Hay tres grandes frentes que conviene revisar para seguir siendo relevantes en este nuevo entorno:
- Estructurar mejor el proceso de selección. Definir etapas claras, responsables identificados y criterios coherentes reduce la fricción y mejora la experiencia del candidato.
- Integrar competencias ágiles. No todas las capacidades necesarias hoy estaban previstas hace unos años. Por eso, conviene valorar la flexibilidad, la capacidad de aprendizaje y la adaptación al cambio tanto como la experiencia técnica.
- Fortalecer la experiencia del candidato. Un proceso ágil, transparente y respetuoso puede marcar la diferencia entre atraer a un perfil valioso o perderlo frente a otra oferta.
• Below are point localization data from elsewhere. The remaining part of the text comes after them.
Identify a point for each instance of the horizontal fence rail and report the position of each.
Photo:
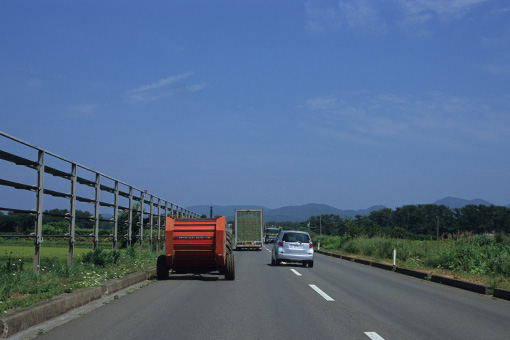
(153, 219)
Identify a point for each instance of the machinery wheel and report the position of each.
(230, 273)
(162, 268)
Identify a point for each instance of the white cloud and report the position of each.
(82, 111)
(372, 16)
(169, 86)
(433, 120)
(161, 83)
(422, 11)
(321, 103)
(361, 14)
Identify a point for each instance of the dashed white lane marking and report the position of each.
(373, 336)
(321, 293)
(295, 272)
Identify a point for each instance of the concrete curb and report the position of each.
(469, 286)
(58, 305)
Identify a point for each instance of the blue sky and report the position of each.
(274, 103)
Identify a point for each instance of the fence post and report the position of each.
(115, 215)
(151, 222)
(130, 217)
(72, 216)
(96, 213)
(39, 208)
(140, 236)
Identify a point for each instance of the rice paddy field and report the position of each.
(20, 287)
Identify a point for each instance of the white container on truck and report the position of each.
(248, 228)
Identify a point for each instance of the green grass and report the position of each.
(21, 287)
(480, 259)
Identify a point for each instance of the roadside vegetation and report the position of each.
(468, 243)
(20, 287)
(480, 259)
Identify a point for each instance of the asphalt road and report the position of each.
(336, 299)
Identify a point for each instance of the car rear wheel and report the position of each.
(230, 273)
(162, 268)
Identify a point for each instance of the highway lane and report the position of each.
(358, 302)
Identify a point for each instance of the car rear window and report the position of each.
(295, 237)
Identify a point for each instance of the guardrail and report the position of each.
(136, 198)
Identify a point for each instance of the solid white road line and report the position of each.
(295, 272)
(321, 293)
(373, 336)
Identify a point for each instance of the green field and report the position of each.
(26, 253)
(21, 287)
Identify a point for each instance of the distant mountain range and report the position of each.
(289, 213)
(303, 212)
(454, 202)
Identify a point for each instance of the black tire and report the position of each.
(230, 273)
(162, 268)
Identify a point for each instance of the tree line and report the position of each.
(415, 221)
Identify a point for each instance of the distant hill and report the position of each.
(454, 202)
(284, 214)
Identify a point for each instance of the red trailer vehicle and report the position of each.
(199, 245)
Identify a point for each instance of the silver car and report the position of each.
(293, 246)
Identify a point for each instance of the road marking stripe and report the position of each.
(295, 272)
(374, 336)
(321, 293)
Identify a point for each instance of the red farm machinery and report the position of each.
(198, 246)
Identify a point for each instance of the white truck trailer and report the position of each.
(248, 229)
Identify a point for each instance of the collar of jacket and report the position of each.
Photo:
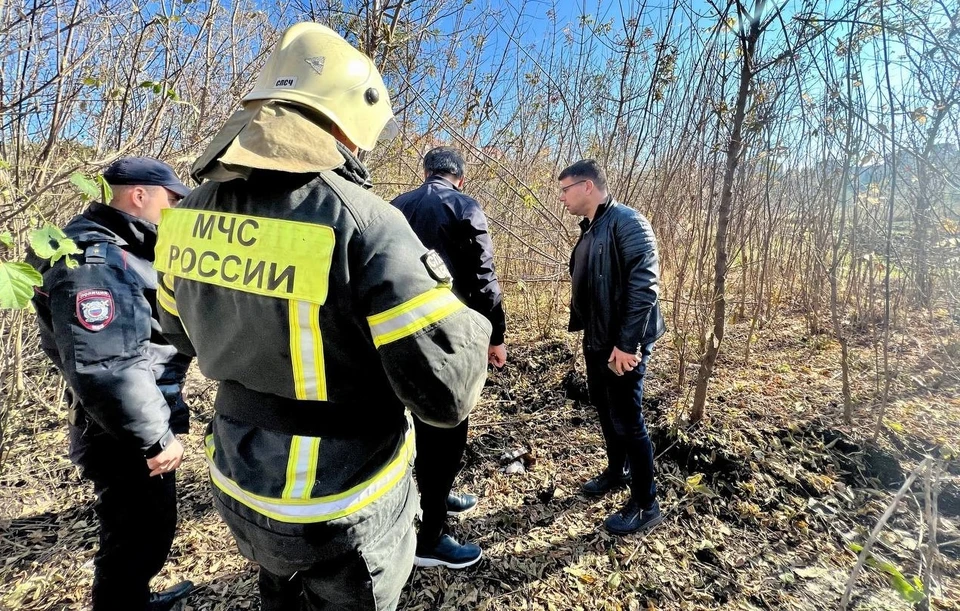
(440, 181)
(272, 135)
(603, 207)
(352, 168)
(139, 236)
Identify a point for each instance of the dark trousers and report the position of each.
(618, 401)
(137, 515)
(358, 563)
(438, 461)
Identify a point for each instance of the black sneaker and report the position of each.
(449, 553)
(604, 483)
(168, 599)
(633, 519)
(459, 503)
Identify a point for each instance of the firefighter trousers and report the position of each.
(358, 563)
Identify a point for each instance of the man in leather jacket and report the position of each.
(615, 302)
(99, 325)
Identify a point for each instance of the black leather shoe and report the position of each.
(165, 601)
(633, 519)
(449, 553)
(460, 503)
(604, 483)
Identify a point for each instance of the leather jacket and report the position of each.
(615, 269)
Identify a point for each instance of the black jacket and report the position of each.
(99, 326)
(453, 224)
(616, 281)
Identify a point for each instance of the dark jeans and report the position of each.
(618, 401)
(137, 515)
(438, 461)
(358, 563)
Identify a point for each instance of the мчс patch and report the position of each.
(95, 308)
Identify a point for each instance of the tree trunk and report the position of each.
(735, 145)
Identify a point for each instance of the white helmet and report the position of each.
(315, 67)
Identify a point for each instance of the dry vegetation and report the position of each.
(801, 166)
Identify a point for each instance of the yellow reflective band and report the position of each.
(264, 256)
(319, 509)
(306, 351)
(167, 301)
(412, 316)
(301, 467)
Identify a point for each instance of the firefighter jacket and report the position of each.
(453, 224)
(99, 325)
(321, 314)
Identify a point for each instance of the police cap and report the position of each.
(144, 171)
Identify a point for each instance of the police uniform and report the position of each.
(322, 316)
(98, 324)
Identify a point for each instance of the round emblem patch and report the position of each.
(95, 308)
(436, 267)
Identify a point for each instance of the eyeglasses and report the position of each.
(572, 185)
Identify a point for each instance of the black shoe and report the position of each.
(632, 519)
(604, 483)
(164, 601)
(449, 553)
(459, 503)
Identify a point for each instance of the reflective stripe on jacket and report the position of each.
(306, 293)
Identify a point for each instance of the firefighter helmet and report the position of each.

La idea de fondo es simple: en un mercado hipercompetitivo, la competitividad de una empresa no depende solo de lo que ofrece, sino también de cómo selecciona, acompaña y proyecta su relación con el talento. Un proceso de reclutamiento mal diseñado puede ahuyentar a candidatos cualificados incluso antes de la fase final. En cambio, una estrategia bien pensada permite identificar mejor el potencial, tomar decisiones más acertadas y construir equipos más preparados para el futuro.
También conviene recordar que la gestión del talento no termina con la contratación. La capacidad de atraer y retener perfiles sólidos está estrechamente ligada a la experiencia global que perciben los profesionales: claridad en las funciones, coherencia entre el discurso y la realidad, y posibilidades de crecimiento. Cuando estos elementos faltan, la rotación aumenta y la empresa pierde continuidad. Cuando están presentes, se crea una base más estable para desarrollar proyectos y responder a cambios de manera más eficiente.
Adaptarse, por tanto, no consiste en seguir una moda ni en aplicar cambios superficiales. Se trata de revisar en profundidad las prácticas heredadas, detectar qué partes ya no responden al contexto actual y construir un modelo de reclutamiento más alineado con la realidad del mercado. En un entorno donde las necesidades cambian con rapidez, esa capacidad de ajuste es la que permite pasar de reaccionar tarde a actuar con anticipación.